A qualidade e quantidade de carboidratos que compõem a ração concentrada são de grande importância para a eficiência da utilização de uréia pelos microrganismos do rúmen. Por exemplo, é bem sabido que a adição de amido a ração que contém uréia promove melhor utilização desta em comparação com outra fonte de carboidrato. A associação de uréia aos alimentos volumosos, em relação ao seu emprego junto aos concentrados, traz uma série de vantagens, entre estas, mascara o gosto desagradável da uréia propiciando o consumo mais uniformizado durante às 24 horas do dia pela ingestão mais lenta desse alimento que assim diminuirá a formação de picos de amônia no interior do rúmen, não só diminuindo o risco de intoxicação como também melhorando o aproveitamento do NNP (Currier et al., 2004). Os alimentos volumosos são ricos em fibras e liberam energia de forma lenta, o qual poderia diminuir o potencial do uso da uréia.
A uréia contém um equivalente de 282% de PB e quando ingerida, no rúmen é rapidamente hidrolisada a NH3 e CO2 pelos microrganismos ureolíticos. Segundo Koster et al. (2002) isso ocorre normalmente e é independente da suplementação com uréia na dieta, já que os ruminantes reciclam uréia pela saliva ou por difusão através da parede do rúmen via corrente sangüínea. Com o uso da uréia na dieta, as concentrações de amônia no rúmen têm pico cerca de 1 a 2 horas após o consumo dos alimentos, o que é mais rápido do que quando ruminantes ingerem fontes de proteína verdadeira de alta degradabilidade ruminal (Santos, 2006). Entretanto, com o aumento na concentração de amônia no rúmen, há também um aumento na taxa de absorção pela parede ruminal. Isso é causado não só pelo aumento na diferença de concentração de amônia entre o rúmen e a corrente sangüínea, mas também pelo efeito tamponante da amônia, que aumenta o pH ruminal, favorecendo sua absorção (Fernandez et al., 1990).

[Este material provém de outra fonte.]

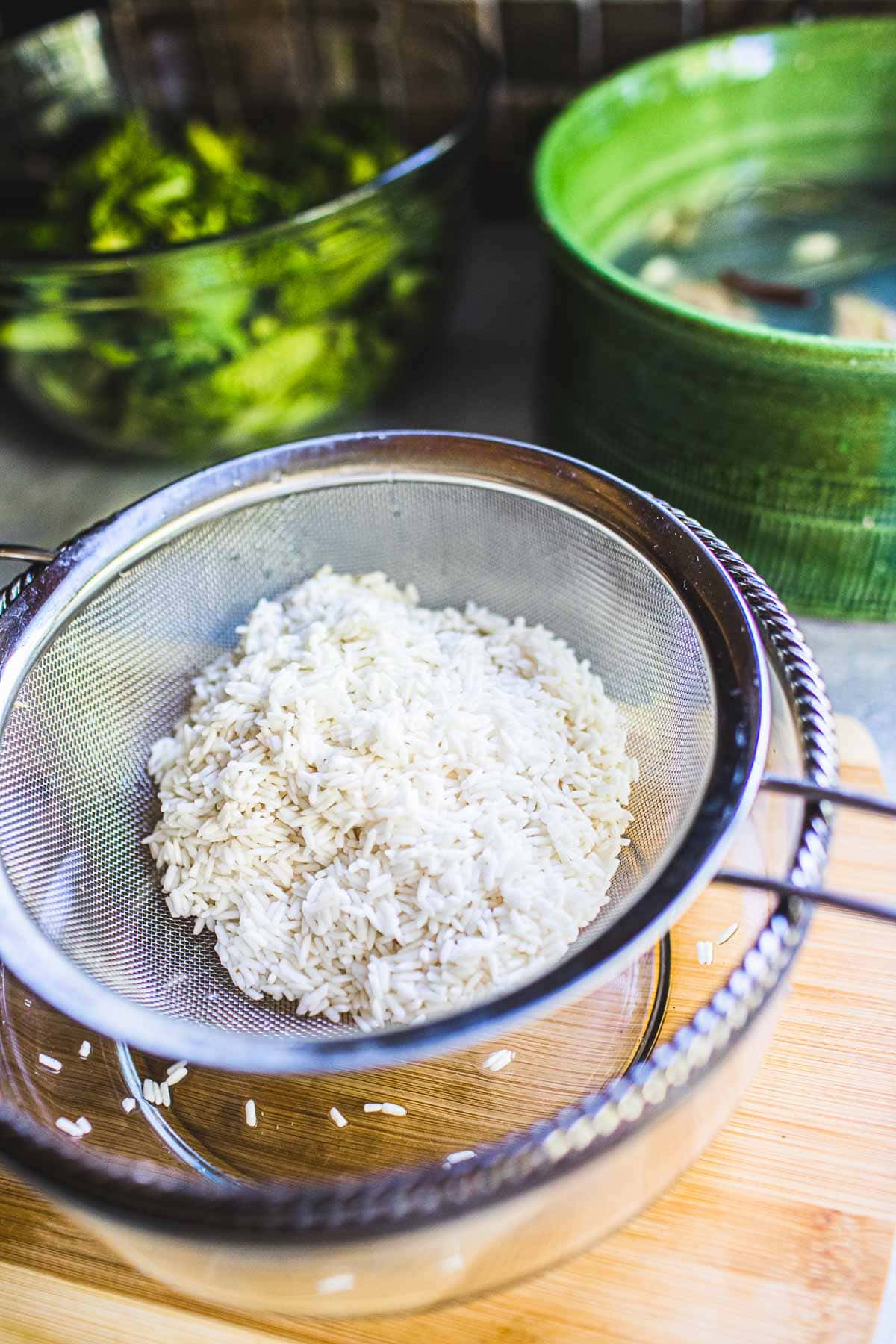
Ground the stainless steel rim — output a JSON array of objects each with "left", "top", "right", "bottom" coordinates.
[
  {"left": 0, "top": 464, "right": 837, "bottom": 1243},
  {"left": 0, "top": 433, "right": 770, "bottom": 1072}
]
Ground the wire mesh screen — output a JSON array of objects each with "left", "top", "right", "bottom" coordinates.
[{"left": 0, "top": 480, "right": 716, "bottom": 1035}]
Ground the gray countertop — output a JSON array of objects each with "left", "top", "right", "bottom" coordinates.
[{"left": 0, "top": 223, "right": 896, "bottom": 791}]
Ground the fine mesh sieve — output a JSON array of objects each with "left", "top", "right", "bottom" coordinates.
[{"left": 0, "top": 433, "right": 767, "bottom": 1072}]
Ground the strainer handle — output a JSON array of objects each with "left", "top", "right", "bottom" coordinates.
[
  {"left": 0, "top": 541, "right": 57, "bottom": 615},
  {"left": 0, "top": 541, "right": 57, "bottom": 564},
  {"left": 716, "top": 774, "right": 896, "bottom": 922}
]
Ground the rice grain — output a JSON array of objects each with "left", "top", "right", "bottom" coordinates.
[{"left": 146, "top": 570, "right": 637, "bottom": 1031}]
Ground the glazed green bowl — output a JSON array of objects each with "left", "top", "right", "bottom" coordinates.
[{"left": 535, "top": 20, "right": 896, "bottom": 620}]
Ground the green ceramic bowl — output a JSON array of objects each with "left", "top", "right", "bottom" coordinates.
[{"left": 535, "top": 20, "right": 896, "bottom": 620}]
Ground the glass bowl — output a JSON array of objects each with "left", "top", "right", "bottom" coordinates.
[
  {"left": 0, "top": 0, "right": 491, "bottom": 465},
  {"left": 0, "top": 478, "right": 836, "bottom": 1316}
]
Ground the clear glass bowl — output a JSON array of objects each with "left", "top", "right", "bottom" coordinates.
[{"left": 0, "top": 0, "right": 491, "bottom": 464}]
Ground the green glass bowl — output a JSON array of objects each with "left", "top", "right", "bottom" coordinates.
[
  {"left": 535, "top": 19, "right": 896, "bottom": 620},
  {"left": 0, "top": 0, "right": 493, "bottom": 467}
]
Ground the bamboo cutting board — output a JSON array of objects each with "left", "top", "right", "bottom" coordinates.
[{"left": 0, "top": 721, "right": 896, "bottom": 1344}]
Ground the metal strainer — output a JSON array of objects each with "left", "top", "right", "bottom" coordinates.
[{"left": 0, "top": 433, "right": 892, "bottom": 1072}]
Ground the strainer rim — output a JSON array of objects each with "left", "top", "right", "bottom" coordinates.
[
  {"left": 0, "top": 459, "right": 837, "bottom": 1245},
  {"left": 0, "top": 430, "right": 770, "bottom": 1072}
]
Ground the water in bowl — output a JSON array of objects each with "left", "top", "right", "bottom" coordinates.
[{"left": 615, "top": 181, "right": 896, "bottom": 343}]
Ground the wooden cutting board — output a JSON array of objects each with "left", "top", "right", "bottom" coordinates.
[{"left": 0, "top": 719, "right": 896, "bottom": 1344}]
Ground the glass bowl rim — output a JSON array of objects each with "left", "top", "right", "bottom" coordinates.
[{"left": 0, "top": 0, "right": 497, "bottom": 279}]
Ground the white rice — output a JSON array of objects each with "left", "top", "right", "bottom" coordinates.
[
  {"left": 482, "top": 1050, "right": 516, "bottom": 1074},
  {"left": 316, "top": 1273, "right": 355, "bottom": 1294},
  {"left": 442, "top": 1148, "right": 476, "bottom": 1166},
  {"left": 146, "top": 570, "right": 637, "bottom": 1031}
]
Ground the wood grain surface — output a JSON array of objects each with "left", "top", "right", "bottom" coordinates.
[{"left": 0, "top": 721, "right": 896, "bottom": 1344}]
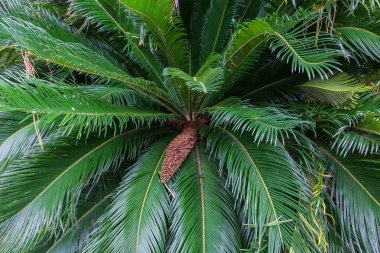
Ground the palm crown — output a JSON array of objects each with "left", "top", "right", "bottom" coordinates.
[{"left": 0, "top": 0, "right": 380, "bottom": 253}]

Quanto mais alto o pH ruminal maior a concentração de amônia. Enquanto o íon amônio é hidrossolúvel e não absorvível pela parede ruminal, a amônia e lipossolúvel e muito disponível para ser absorvida (Bartley et al., 1976). Assim, condições que favoreçam o surgimento de pH alcalino, tais como jejum, dieta rica em fibra e/ou com baixo teor de carboidratos solúveis ou mesmo a ingestão de quantidades consideráveis de uréia, aumentam e aceleram a absorção de amônia para o organismo. A toxidez da uréia depende de uma série de fatores, entre eles: o jejum; a qualidade da forragem; o consumo rápido de ração contendo uréia por animais famintos; a quantidade excessiva de uréia na ração; a adição de uréia a ração sem adequada quantidade de proteína natural e o fornecimento de ração com uréia sem adaptação do animal. Segundo Santos (2006) a intoxicação por amônia se dá, em parte, pela alcalose metabólica, mas principalmente pela encefalopatia resultante dos efeitos tóxicos no sistema nervoso central. Provavelmente a toxidez pela amônia ocorre quando animais mal alimentados ou em jejum recebem rações deficientes em carboidratos facilmente fermentáveis e a uréia é administrada abruptamente. Segundo Lucci (1997) a toxicidade pela amônia ocorre com ingestões de 45 g a 50 g de uréia por 100 kg de peso vivo, em curto espaço de tempo. Enquanto que, animais bem adaptados resistiriam a quantidades duas a três vezes maiores.
Conclusões
O uso de NNP na forma de uréia, continuara sendo uma boa alternativa para balancear as dietas de bovinos. Todavia, deve-se adotar um manejo alimentar adequado para não carregar efeitos deletérios nos animais e analisar os fatores econômicos que vão limitar a inclusão da uréia na dieta.